Key Points
1. The paper establishes that models trained on synthetic data are sensitive to passive property inheritance, and systematically studies the consequences of synthetic data integration.
2. The paper introduces a comprehensive toolkit for automatically monitoring LLMs' latent characteristics during training.
3. The paper finds that passive property inheritance from synthetic data impacts model behavior preferences when used as evaluators.
4. The paper proposes "active inheritance" as a mechanism for steering synthetic data curation towards desirable properties.
5. The paper demonstrates that strategic gathering and curation of synthetic data can significantly amplify desired characteristics like length and lexical diversity, and reduce undesired ones like toxicity.
6. The paper finds that multi-source sampling, where generations are sampled from multiple teacher models, is more effective than single-source sampling for steering model behavior.
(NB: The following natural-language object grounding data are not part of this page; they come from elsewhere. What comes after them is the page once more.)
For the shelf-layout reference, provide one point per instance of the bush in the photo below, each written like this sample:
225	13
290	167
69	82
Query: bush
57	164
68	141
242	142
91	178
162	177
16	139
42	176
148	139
7. The paper highlights that models are surprisingly sensitive to certain attributes in synthetic data, even when the prompts appear neutral.
8. The paper shows that training on data distilled from a model does not necessarily lead to replicating the model's profile, and can sometimes have the opposite effect.
9. The paper suggests that the success of active inheritance is limited by the quality of the pool of samples, and maximizing the chance of obtaining samples with desired characteristics can be achieved by employing a set of diverse teacher models.
Summary
The research paper investigates the impact of synthetic data on the properties and behaviors of large language models (LLMs). The study extensively characterizes the influence of passive inheritance of model properties by analyzing the consequences of synthetic data integration. The findings show that models are remarkably sensitive to certain attributes even when the synthetic data prompts appear "neutral." The research raises the question of whether this sensitivity can be exploited for positive purposes. To answer this question, the concept of "active inheritance" is introduced, wherein synthetic data is intentionally constrained according to a non-differentiable objective to steer the generation profiles of models towards desirable attributes.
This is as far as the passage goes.